Jen Heemstra is in the Department of Chemistry and the Center for Cell and Genome Science at University of Utah, and works on understanding and utilizing the molecular recognition and self-assembly capabilities of nucleic acids for applications in biosensing, bioimaging, and stimuli-responsive materials.
1. What made you want to be a chemist?
I had fantastic mentors. I entered high school thinking that I wanted a career in math. This changed when I joined Science Olympiad, largely because our coach was so effective in conveying to us the joy of scientific discovery and the fact that science is a constantly evolving field. In college, I had the opportunity to work in a chemistry research lab with an outstanding mentor, and after two years thought “hmmm, maybe this is something I want to do with my life.” This was followed by outstanding mentors in graduate school and my postdoc, who nudged me toward academia. I now recognize that l love chemistry because I love to design, build, and explore molecules. But, I think there are many careers that I could have been happy in, and it is interesting to ponder whether things might have ended up differently given a different set of formative influencers in my life.

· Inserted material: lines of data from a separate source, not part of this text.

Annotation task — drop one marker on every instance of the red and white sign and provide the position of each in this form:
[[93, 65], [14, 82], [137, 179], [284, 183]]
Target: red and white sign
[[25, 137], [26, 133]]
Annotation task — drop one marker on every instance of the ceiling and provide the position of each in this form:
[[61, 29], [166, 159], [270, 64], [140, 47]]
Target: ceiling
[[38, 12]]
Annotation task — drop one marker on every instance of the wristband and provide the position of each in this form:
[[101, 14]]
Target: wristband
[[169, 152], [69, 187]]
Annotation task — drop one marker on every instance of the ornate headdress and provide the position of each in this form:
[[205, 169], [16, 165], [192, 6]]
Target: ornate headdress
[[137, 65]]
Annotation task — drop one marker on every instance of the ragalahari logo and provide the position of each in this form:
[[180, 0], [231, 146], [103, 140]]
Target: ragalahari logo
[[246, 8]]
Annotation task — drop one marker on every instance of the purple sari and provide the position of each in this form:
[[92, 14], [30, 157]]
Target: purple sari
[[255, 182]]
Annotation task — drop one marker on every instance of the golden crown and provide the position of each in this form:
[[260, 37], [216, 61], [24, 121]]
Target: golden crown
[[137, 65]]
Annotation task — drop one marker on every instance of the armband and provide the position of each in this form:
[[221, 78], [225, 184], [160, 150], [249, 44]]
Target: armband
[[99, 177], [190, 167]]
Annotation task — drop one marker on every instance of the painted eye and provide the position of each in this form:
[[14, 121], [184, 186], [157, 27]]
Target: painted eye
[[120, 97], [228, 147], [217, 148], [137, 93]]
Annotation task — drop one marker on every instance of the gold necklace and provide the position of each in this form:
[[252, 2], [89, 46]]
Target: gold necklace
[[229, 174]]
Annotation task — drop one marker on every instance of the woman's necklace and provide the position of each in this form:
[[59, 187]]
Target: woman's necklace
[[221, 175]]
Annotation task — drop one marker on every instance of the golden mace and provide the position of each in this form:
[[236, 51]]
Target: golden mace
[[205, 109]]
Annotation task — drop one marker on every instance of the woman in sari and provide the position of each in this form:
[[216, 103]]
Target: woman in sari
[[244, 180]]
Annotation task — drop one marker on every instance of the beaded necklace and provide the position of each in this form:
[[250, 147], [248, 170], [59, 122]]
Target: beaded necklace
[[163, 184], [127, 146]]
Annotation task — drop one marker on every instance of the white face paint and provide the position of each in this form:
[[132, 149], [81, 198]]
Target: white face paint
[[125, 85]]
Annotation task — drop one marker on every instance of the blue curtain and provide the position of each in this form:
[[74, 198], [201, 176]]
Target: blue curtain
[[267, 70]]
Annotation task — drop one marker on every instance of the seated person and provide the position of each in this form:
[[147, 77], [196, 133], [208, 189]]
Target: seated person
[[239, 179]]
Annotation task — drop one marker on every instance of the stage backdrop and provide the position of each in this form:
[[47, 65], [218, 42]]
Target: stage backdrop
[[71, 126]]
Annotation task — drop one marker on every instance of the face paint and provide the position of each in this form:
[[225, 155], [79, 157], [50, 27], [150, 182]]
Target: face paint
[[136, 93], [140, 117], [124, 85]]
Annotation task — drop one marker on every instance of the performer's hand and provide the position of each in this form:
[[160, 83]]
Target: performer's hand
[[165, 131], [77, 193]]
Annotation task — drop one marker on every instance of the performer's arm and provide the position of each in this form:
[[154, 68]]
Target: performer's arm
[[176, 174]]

2. If you weren’t a chemist and could do any other job, what would it be — and why?
I would love to be an architect. Over the past three years, I’ve had the opportunity to serve on the design committee for a new building on our campus, and that has been a really neat experience. I’ve come to appreciate much more of what architects do. Similar to chemists, they have some mundane aspects to their jobs, but they spend significant amounts of time creating, problem solving, and engaging with other people, which are all things that I love about my current job.

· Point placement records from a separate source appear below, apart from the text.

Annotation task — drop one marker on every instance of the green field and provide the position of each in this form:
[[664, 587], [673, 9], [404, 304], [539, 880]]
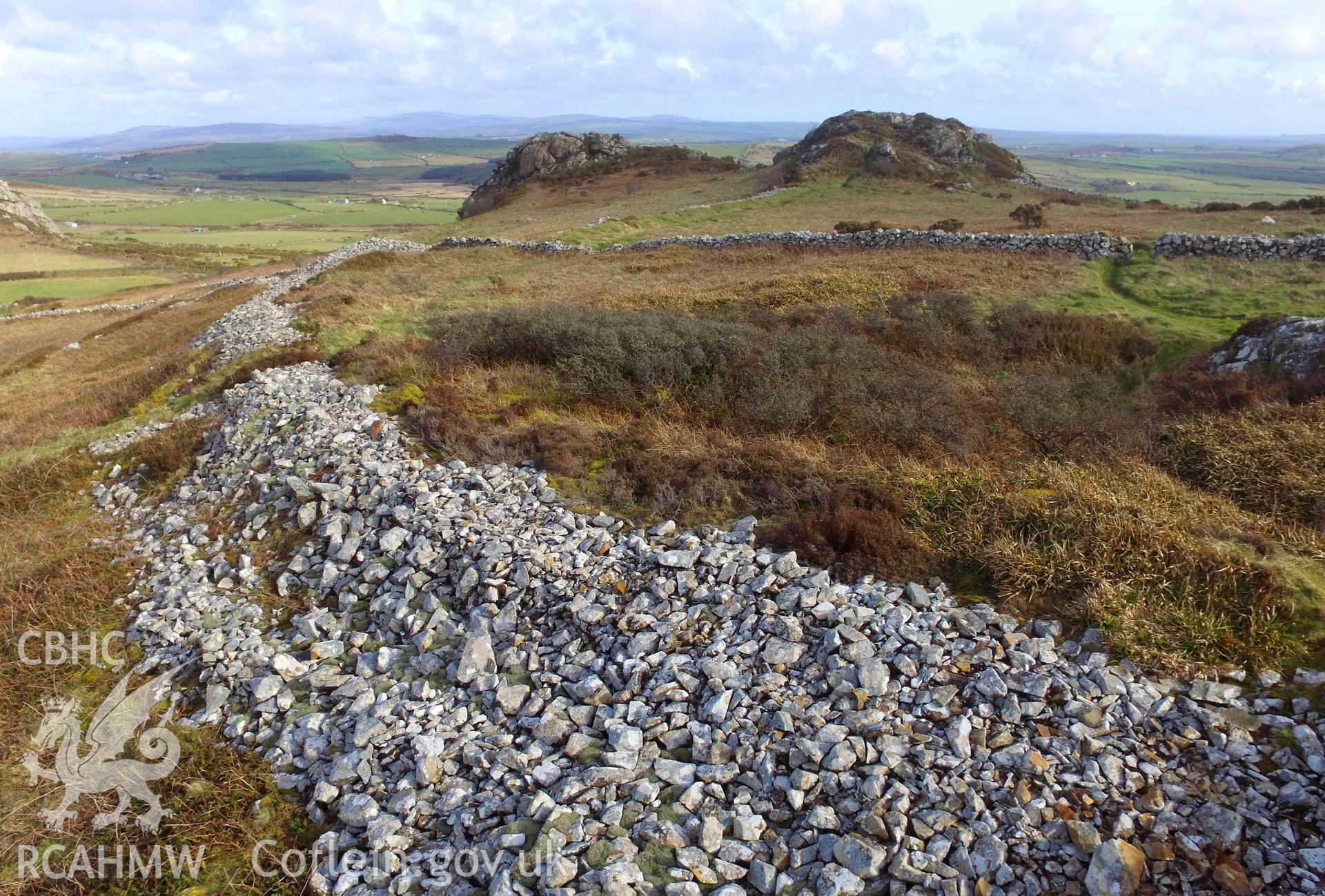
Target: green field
[[237, 212], [256, 166], [292, 240], [75, 288], [1181, 171], [41, 260]]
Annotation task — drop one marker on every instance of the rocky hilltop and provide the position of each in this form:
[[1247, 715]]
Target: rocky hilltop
[[1293, 346], [897, 145], [542, 154], [24, 212]]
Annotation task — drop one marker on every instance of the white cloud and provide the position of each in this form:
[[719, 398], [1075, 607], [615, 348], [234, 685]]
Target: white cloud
[[892, 50], [1192, 65]]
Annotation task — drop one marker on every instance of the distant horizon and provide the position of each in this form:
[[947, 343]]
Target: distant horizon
[[679, 117], [1173, 68]]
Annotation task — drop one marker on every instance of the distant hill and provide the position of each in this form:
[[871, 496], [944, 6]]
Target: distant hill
[[897, 145], [667, 129]]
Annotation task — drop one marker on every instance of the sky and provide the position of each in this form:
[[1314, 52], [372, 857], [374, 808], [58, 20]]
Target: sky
[[1173, 66]]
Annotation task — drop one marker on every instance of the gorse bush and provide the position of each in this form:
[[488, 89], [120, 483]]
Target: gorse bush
[[1168, 572], [1028, 215], [816, 377], [892, 374]]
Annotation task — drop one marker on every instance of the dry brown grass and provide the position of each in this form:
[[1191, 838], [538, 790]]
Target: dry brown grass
[[1168, 572], [55, 392], [1270, 459], [658, 207], [1177, 577], [398, 297]]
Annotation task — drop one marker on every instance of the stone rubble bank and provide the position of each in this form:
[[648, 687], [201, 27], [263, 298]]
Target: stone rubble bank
[[472, 665], [263, 323]]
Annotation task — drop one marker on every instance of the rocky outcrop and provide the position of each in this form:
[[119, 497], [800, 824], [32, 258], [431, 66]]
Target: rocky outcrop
[[542, 154], [1292, 346], [24, 212], [1253, 246], [899, 145]]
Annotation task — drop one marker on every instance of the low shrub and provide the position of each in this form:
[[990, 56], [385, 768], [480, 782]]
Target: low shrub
[[1030, 215], [856, 531], [1169, 573], [856, 227]]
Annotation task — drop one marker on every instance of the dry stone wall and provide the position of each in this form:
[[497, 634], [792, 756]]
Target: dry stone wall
[[1247, 246]]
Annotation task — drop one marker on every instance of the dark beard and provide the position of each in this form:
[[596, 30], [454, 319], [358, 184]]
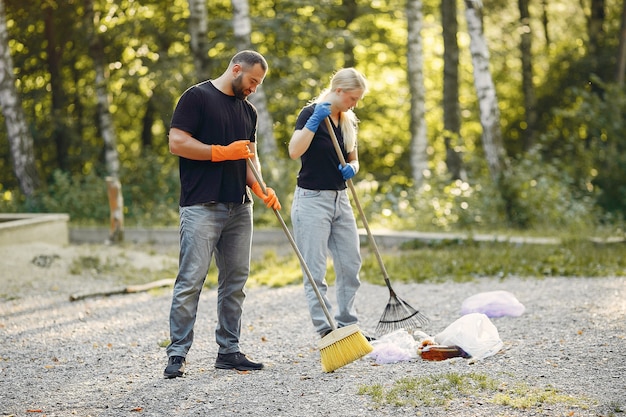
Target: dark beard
[[237, 90]]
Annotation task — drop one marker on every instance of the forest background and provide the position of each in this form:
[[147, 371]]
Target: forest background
[[493, 116]]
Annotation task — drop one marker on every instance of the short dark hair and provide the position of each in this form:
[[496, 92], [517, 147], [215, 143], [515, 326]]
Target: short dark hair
[[249, 58]]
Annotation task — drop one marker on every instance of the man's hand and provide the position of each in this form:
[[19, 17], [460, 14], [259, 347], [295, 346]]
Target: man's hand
[[236, 150], [322, 111], [269, 197], [348, 171]]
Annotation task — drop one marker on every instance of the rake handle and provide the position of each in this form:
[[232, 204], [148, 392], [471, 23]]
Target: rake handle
[[355, 198], [295, 248]]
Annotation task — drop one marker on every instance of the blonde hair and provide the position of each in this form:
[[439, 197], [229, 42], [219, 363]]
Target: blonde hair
[[348, 79]]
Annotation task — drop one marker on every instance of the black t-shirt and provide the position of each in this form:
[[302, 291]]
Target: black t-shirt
[[214, 118], [320, 163]]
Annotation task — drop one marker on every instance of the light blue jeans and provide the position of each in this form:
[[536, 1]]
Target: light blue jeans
[[323, 222], [223, 230]]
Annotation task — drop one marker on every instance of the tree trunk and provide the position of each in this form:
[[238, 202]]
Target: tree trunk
[[451, 107], [59, 99], [105, 122], [527, 75], [266, 142], [487, 98], [544, 22], [198, 32], [349, 12], [20, 140], [595, 25], [415, 69], [621, 53]]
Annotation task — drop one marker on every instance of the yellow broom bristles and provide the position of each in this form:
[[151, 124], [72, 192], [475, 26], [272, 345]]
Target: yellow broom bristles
[[342, 346]]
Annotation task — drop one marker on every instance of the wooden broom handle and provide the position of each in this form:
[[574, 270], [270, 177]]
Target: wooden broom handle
[[355, 198]]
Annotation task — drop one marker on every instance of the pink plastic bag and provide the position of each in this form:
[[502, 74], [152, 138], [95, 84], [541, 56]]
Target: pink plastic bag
[[493, 304]]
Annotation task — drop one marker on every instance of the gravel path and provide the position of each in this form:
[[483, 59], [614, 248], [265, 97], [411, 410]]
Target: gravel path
[[102, 356]]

3. What are you working on now, and where do you hope it will lead?
Our lab has spent the past seven years developing and studying biomolecular platforms for molecular recognition, self-assembly, and catalysis in vitro. We’re excited to now be pushing these towards applications in living cells, and eventually in vivo. We anticipate that this will open up new avenues in a variety of areas including metabolite imaging, biocatalyst discovery, RNA-based diagnostics, drug delivery, toxin sequestration, and transcript-targeted therapeutics. Over the past few years, I’ve also become increasingly passionate about the challenge of how to educate and prepare students for future success. In particular, I think that we need to help students overcome fear of failure, and encourage them to embrace failure as a necessary step on the path to innovation. My grand hope is that this will lead to an overhaul of how universities assess student success in courses – our current approach teaches students to avoid failure at all costs, which is in dissonance with the values of today’s most innovative workplaces, where we hope our students will end up.

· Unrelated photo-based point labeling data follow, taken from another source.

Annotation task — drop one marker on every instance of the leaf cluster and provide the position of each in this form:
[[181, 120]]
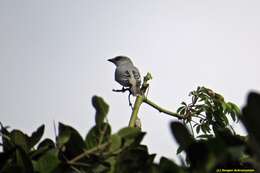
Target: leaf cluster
[[122, 152], [208, 112]]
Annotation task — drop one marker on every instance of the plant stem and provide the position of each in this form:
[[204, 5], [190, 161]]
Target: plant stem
[[87, 152], [138, 102], [160, 109]]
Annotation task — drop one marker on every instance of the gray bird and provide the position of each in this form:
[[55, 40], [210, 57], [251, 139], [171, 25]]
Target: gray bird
[[127, 74]]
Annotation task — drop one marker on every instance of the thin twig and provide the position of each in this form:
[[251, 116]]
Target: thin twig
[[160, 109], [87, 152]]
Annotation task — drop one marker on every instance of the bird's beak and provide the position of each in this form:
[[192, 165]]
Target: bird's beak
[[111, 60]]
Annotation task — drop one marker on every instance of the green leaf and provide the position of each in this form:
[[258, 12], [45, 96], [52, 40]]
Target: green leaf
[[101, 109], [20, 139], [134, 160], [36, 136], [72, 146], [251, 119], [48, 162], [98, 135], [181, 134], [23, 161], [42, 148], [198, 129], [131, 135], [7, 144], [179, 150], [167, 166], [116, 142], [129, 132]]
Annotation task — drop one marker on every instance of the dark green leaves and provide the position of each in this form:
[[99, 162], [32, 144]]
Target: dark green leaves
[[208, 110], [181, 134]]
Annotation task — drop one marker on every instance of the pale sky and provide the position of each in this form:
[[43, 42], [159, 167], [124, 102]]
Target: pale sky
[[53, 59]]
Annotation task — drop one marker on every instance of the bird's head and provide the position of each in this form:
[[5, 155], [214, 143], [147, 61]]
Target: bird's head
[[120, 60]]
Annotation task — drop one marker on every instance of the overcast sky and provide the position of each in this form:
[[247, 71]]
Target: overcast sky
[[53, 59]]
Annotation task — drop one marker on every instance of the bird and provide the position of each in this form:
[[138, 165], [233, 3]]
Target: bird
[[127, 74]]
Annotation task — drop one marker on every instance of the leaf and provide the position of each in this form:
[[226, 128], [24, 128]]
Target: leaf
[[20, 139], [198, 129], [48, 162], [7, 144], [181, 134], [70, 140], [23, 161], [101, 109], [131, 135], [134, 160], [206, 136], [180, 109], [116, 142], [251, 119], [42, 148], [97, 135], [167, 165], [179, 150], [36, 136]]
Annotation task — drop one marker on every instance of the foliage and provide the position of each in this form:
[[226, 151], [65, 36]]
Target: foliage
[[215, 147]]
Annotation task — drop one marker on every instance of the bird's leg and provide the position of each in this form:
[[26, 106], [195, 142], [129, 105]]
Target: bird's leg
[[129, 101], [122, 90]]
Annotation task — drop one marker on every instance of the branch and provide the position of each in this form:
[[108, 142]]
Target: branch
[[88, 152], [160, 109], [138, 102]]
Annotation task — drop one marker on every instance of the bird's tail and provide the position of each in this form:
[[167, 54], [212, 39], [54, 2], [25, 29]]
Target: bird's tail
[[135, 90]]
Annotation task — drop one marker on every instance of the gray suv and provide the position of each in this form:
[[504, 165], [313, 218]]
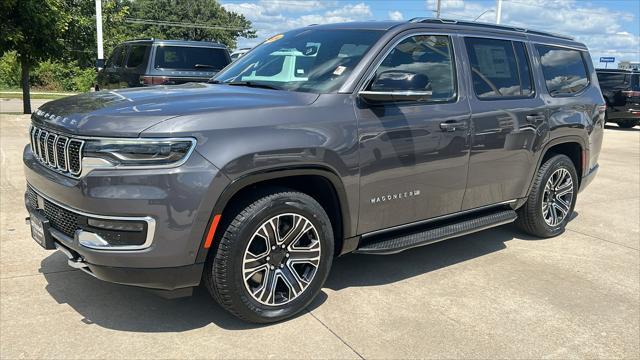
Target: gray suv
[[370, 137]]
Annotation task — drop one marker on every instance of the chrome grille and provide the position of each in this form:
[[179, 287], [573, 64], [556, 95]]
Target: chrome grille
[[56, 151]]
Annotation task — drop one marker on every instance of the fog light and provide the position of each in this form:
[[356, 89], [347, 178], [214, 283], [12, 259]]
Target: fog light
[[115, 225]]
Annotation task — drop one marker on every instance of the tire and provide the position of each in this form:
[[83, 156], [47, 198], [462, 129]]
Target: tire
[[627, 124], [246, 237], [532, 217]]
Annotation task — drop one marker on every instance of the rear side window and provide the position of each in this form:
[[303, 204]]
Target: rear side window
[[191, 58], [564, 70], [500, 68], [136, 55]]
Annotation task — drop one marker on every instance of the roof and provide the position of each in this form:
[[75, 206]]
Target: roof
[[624, 71], [176, 42]]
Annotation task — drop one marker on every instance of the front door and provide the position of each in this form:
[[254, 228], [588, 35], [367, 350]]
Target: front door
[[413, 151], [508, 121]]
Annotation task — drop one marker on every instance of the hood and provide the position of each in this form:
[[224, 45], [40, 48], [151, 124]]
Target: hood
[[128, 112]]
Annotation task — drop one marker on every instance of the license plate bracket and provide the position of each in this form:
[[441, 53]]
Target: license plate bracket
[[40, 230]]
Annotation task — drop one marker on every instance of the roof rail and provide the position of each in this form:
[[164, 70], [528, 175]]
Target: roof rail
[[487, 25]]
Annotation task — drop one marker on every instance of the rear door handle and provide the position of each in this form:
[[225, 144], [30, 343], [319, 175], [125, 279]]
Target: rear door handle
[[452, 126]]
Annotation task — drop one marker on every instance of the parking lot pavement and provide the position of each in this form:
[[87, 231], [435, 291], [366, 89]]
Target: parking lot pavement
[[495, 294], [15, 105]]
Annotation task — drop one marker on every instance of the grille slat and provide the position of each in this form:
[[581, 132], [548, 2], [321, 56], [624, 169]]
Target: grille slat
[[51, 154], [62, 153]]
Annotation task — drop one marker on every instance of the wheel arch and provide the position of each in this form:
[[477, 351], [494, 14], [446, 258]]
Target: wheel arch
[[312, 180], [572, 146]]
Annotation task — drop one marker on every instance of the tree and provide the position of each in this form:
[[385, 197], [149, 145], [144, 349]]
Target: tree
[[188, 20], [33, 28]]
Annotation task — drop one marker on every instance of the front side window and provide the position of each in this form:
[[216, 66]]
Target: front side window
[[307, 60], [136, 55], [499, 68], [614, 80], [420, 63], [564, 70], [190, 58]]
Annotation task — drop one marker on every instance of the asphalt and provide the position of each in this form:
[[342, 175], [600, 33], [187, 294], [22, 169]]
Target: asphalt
[[494, 294]]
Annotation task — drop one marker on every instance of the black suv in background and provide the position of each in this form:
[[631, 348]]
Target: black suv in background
[[621, 91], [161, 62], [371, 137]]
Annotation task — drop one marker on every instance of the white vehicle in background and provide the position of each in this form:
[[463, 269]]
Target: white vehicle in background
[[239, 53]]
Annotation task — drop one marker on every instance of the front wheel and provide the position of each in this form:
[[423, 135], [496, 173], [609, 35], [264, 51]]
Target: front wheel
[[552, 198], [273, 258]]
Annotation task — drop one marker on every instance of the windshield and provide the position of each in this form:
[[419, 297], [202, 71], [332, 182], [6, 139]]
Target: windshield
[[307, 60]]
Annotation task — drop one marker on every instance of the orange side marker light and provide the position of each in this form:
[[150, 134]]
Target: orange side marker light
[[212, 231]]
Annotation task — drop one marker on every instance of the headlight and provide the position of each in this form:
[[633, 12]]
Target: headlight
[[140, 152]]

4. Which historical figure would you most like to have dinner with — and why?
Rock climbing has been a passion of mine for the last 20+ years, and so I would choose to have dinner with Lynn Hill. She was one of the few women hanging out in Yosemite’s Camp 4 during the dawn of sport climbing in the 1980s, and has crushed barriers across multiple disciplines of climbing. Right at the time that I was starting to climb, she became the first person, male or female, to free climb The Nose on El Capitan. A year later, she repeated the climb in under 24 hours. When I first subscribed to Rock and Ice magazine, the free gift was a poster of Lynn Hill climbing The Nose – this hung in my dorm room all through college as an inspiration to work hard and push limits.
5. When was the last time you did an experiment in the lab — and what was it?
These days, I’m only in lab to do experiments related to our educational or outreach activities. My last experiment was flooding a plate of GFP-expressing c. elegans and trying to pipet them into a 384-well plate to measure fluorescence intensity. My experiment didn’t work, but then two graduate students from my group tried the same experiment a week later, and they got it to work great. That’s pretty typical these days, and I’m thrilled to be surrounded by a group of people who are all much more competent in lab than I am.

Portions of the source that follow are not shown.